Back in 2003 NTT Docomo generated a lot of news on this topic. Their research paper “Unvoiced speech recognition using EMG – mime speech recognition” was the first step in trying to find a way to speak silently while the other party can hear voice. This is probably the most quoted paper on this topic.
NASA was working on this area around the same time. They referred to this approach as ‘Subvocal Speech’. While the original intention of this approach was for astronauts suits, the intention was that it could also be available for other commercial use. Also, NASA was effectively working on limited number of words using this approach (picture source).
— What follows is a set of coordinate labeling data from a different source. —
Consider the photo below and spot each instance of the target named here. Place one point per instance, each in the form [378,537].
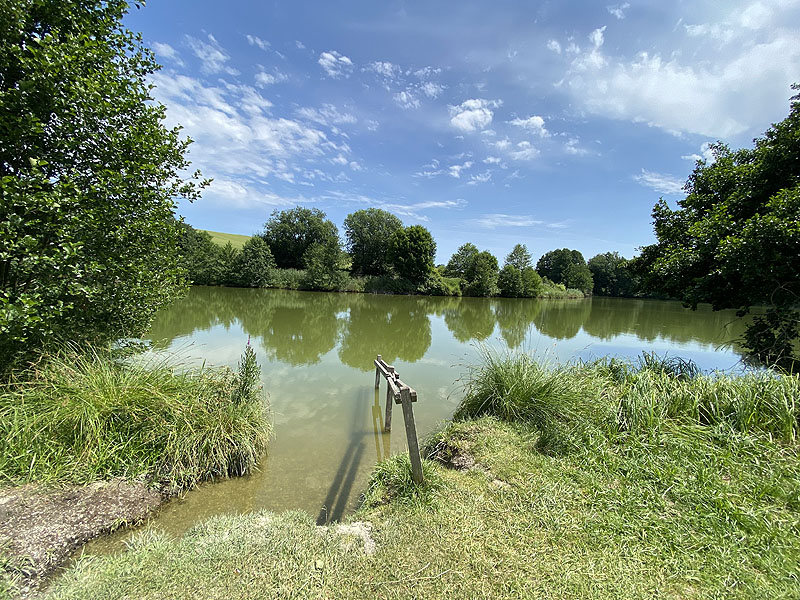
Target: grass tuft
[391,482]
[83,417]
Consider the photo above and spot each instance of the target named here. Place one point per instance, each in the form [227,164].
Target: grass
[83,417]
[236,240]
[673,484]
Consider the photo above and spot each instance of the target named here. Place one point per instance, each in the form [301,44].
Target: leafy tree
[510,282]
[200,256]
[322,266]
[532,286]
[290,233]
[255,266]
[482,275]
[612,275]
[519,257]
[411,253]
[367,233]
[89,177]
[460,261]
[734,241]
[568,267]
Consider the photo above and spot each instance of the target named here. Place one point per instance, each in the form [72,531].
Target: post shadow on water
[335,503]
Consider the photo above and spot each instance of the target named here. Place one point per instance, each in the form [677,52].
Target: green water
[316,352]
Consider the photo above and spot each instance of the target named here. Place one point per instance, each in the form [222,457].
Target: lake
[316,351]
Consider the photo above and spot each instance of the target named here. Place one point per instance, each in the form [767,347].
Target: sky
[553,124]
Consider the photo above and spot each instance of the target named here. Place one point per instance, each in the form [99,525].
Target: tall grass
[641,396]
[79,417]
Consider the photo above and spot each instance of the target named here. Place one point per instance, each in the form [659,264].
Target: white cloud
[168,52]
[473,115]
[712,91]
[211,54]
[431,90]
[572,147]
[238,143]
[618,10]
[264,79]
[455,170]
[534,124]
[326,115]
[254,40]
[384,68]
[706,154]
[664,184]
[492,221]
[335,64]
[480,178]
[406,99]
[524,151]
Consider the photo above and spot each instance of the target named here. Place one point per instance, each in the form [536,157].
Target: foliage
[515,283]
[411,253]
[89,178]
[519,257]
[612,275]
[367,233]
[322,266]
[84,417]
[509,282]
[290,233]
[481,275]
[734,240]
[254,266]
[566,266]
[460,261]
[436,285]
[199,256]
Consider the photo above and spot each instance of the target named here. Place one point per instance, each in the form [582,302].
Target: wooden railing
[398,392]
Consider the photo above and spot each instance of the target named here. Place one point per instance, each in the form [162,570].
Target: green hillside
[236,240]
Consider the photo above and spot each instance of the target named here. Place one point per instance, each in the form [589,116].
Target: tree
[254,266]
[519,257]
[411,253]
[482,275]
[290,233]
[510,282]
[322,266]
[89,177]
[566,266]
[460,261]
[367,233]
[200,257]
[734,241]
[612,275]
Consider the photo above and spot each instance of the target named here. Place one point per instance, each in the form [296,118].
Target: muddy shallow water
[316,351]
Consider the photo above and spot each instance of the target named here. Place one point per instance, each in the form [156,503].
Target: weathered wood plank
[411,435]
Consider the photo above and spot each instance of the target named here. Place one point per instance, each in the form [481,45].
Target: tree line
[300,248]
[90,177]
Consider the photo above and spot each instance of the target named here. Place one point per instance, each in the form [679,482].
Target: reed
[79,417]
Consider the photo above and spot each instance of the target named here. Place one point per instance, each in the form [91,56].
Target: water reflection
[316,352]
[396,330]
[299,328]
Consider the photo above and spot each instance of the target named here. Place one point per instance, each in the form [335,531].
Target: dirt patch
[41,526]
[454,456]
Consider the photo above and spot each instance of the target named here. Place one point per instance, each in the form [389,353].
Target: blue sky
[553,124]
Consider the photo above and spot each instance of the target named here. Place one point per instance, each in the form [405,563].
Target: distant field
[236,240]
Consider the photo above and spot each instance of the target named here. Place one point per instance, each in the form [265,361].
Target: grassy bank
[607,480]
[76,418]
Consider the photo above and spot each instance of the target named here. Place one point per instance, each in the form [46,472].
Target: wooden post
[411,434]
[387,419]
[378,373]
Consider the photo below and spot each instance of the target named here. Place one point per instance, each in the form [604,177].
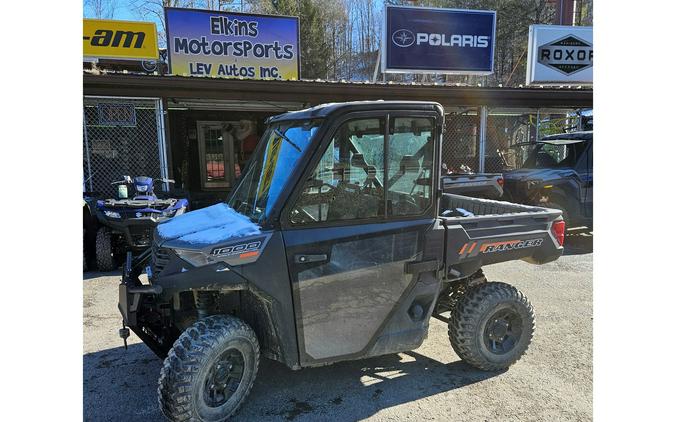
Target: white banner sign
[560,55]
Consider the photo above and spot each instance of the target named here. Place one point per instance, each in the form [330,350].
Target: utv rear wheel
[491,326]
[209,371]
[104,252]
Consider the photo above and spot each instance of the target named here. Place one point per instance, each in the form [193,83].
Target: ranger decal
[471,249]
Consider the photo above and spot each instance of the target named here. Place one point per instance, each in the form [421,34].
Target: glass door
[216,154]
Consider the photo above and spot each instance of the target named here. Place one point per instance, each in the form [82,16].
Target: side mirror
[313,183]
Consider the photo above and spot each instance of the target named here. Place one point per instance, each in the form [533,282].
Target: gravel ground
[552,382]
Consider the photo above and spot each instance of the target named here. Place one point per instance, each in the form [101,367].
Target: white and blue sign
[431,40]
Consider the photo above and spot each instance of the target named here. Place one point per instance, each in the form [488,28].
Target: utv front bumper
[132,297]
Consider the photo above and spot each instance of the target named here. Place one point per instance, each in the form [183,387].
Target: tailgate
[525,233]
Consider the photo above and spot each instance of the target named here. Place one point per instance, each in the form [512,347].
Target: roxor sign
[560,55]
[429,40]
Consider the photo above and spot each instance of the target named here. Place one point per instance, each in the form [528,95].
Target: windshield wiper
[284,137]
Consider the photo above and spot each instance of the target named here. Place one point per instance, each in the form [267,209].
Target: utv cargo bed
[492,231]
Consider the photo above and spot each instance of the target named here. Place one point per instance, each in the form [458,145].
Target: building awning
[316,92]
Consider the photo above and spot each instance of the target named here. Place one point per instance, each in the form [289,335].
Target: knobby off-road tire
[104,253]
[196,363]
[491,326]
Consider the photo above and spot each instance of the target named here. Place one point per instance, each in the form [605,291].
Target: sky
[124,10]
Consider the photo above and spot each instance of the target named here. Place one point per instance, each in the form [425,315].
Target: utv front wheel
[104,252]
[209,371]
[491,326]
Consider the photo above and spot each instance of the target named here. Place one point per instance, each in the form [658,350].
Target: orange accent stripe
[485,246]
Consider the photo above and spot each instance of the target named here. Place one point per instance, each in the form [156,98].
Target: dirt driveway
[552,382]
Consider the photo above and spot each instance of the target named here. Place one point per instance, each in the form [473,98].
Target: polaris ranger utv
[336,244]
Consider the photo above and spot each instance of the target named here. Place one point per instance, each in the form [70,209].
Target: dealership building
[201,129]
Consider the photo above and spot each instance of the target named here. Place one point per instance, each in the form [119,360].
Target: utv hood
[541,175]
[207,226]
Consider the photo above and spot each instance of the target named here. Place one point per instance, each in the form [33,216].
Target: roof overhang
[317,92]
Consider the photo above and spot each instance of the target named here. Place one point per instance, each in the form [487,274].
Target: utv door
[361,215]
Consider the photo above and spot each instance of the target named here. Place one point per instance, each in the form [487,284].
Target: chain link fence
[461,140]
[122,136]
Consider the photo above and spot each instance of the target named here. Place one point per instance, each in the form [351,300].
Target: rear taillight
[559,231]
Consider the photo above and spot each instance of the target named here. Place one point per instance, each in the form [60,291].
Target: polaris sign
[560,55]
[430,40]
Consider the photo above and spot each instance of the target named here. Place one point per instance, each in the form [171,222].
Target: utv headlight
[533,183]
[195,258]
[174,212]
[112,214]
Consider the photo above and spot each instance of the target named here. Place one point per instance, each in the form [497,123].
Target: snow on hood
[207,226]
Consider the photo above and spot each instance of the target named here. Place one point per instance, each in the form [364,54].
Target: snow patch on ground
[208,225]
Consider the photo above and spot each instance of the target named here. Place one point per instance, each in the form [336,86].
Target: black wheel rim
[223,378]
[503,331]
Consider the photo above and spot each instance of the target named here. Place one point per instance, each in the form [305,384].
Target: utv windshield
[556,154]
[282,146]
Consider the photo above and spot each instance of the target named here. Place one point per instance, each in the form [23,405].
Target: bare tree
[100,9]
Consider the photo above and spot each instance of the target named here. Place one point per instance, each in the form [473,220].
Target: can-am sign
[560,55]
[111,39]
[431,40]
[235,45]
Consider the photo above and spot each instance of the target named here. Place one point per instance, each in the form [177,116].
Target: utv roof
[573,136]
[324,110]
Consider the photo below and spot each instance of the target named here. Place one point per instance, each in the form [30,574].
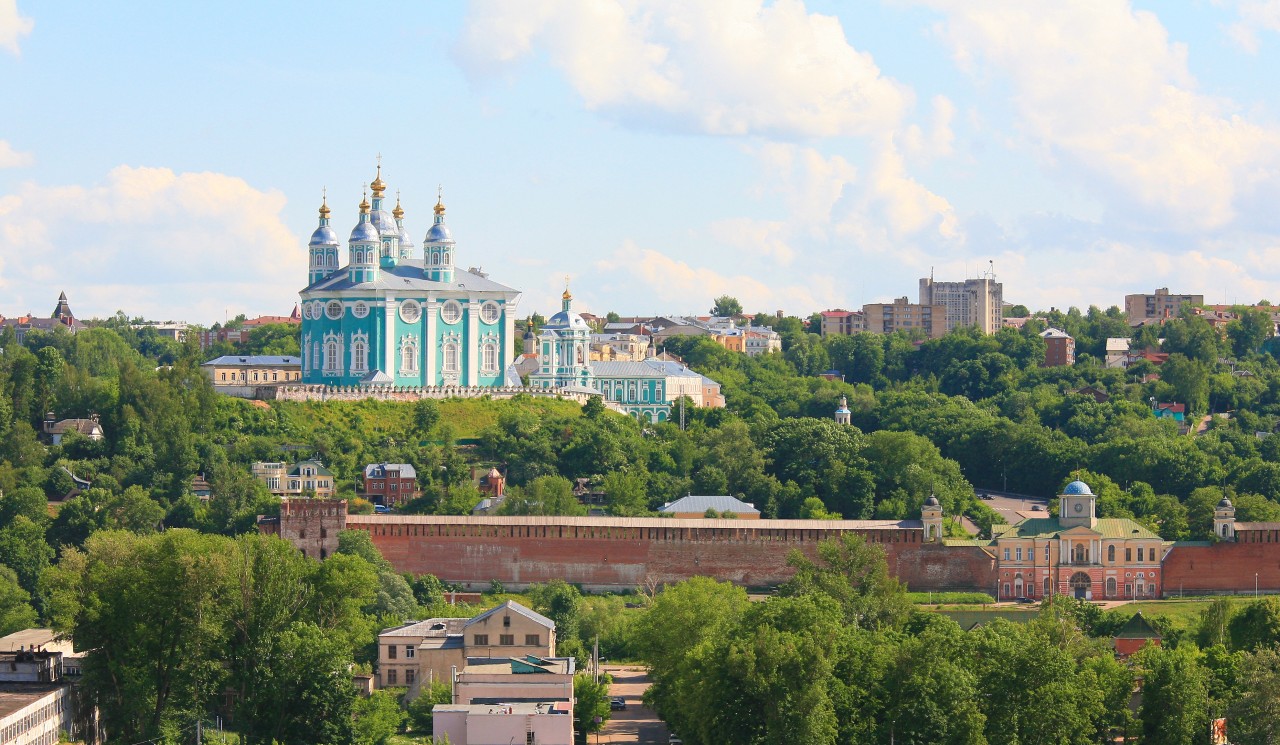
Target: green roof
[1112,528]
[1137,627]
For both the approaches above, there isn’t a lot of recent updated information. While it has been easy to recognize certain characters, it takes a lot of effort to do the whole speech. Its also a challenge to play your voice rather than a robotic voice to the other party.
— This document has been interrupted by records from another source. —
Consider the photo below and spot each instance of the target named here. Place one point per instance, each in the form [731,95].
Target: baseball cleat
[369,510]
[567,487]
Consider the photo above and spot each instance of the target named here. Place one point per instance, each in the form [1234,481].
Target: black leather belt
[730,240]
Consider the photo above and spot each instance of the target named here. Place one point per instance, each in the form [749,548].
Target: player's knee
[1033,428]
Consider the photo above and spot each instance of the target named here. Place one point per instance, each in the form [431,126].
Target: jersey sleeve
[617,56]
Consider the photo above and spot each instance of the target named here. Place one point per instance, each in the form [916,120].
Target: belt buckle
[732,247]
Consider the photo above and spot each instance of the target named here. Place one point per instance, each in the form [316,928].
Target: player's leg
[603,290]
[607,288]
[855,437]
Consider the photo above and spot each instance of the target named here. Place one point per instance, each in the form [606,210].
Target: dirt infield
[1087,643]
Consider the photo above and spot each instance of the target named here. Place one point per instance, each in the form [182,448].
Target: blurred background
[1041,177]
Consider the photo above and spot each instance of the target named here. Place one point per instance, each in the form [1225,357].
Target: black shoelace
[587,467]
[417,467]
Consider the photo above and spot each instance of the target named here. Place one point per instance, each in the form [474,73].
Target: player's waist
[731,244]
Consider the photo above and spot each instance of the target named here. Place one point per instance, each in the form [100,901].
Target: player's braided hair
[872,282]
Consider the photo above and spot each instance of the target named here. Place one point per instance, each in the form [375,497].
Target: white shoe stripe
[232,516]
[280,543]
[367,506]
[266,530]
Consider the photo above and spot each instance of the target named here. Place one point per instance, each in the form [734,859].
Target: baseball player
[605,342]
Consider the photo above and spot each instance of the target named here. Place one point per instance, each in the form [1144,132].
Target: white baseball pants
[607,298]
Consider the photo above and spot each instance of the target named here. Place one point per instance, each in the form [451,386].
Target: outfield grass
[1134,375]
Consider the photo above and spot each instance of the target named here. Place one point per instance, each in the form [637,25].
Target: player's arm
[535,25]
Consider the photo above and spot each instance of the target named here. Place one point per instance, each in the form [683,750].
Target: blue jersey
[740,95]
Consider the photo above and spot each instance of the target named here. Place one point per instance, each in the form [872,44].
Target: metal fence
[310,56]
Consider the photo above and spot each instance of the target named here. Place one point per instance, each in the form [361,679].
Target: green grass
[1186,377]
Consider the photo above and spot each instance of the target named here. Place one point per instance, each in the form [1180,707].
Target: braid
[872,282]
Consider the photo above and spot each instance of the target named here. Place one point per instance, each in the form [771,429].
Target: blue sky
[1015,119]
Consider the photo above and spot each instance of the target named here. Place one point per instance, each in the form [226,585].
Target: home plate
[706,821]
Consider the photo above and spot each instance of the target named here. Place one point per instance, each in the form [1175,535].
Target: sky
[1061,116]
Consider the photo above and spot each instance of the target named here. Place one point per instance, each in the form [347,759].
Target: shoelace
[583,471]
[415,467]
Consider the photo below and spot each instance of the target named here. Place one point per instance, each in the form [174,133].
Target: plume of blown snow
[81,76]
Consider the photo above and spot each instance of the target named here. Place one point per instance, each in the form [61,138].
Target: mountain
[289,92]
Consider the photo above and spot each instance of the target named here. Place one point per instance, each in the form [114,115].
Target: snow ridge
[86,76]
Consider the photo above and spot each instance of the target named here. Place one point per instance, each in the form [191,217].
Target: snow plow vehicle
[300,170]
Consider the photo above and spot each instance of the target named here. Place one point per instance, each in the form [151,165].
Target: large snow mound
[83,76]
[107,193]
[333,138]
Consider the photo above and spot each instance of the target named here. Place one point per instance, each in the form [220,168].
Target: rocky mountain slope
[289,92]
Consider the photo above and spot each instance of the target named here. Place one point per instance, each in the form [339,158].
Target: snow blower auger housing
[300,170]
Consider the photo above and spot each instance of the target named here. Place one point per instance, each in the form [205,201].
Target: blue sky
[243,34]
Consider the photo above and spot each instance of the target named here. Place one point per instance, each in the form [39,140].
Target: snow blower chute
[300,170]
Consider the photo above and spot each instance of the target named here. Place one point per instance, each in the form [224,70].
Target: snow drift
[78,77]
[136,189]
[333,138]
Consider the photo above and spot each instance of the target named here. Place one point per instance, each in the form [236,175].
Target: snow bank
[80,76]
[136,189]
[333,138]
To give a comparison of how big a challenge this is, look at the Youtube videos where they do an automatic captions generation. Even though you can understand what the person is speaking, its always a challenge for the machine. You can read more about the challenge here.
Many researchers have achieved reasonable success using cameras for lip reading (see here and here) but researchers from Google’s AI division DeepMind and the University of Oxford have used artificial intelligence to create the most accurate lip-reading software ever.
Now the challenge with smartphones for using camera for speech recognition will be high speed data connectivity and ability to see lip movement clearly. While in indoor environment this can be solved with Wi-Fi connectivity and looking at the camera, it may be a bit tricky outdoors or not looking at the camera while driving. Who knows, this may be a killer use-case for 5G.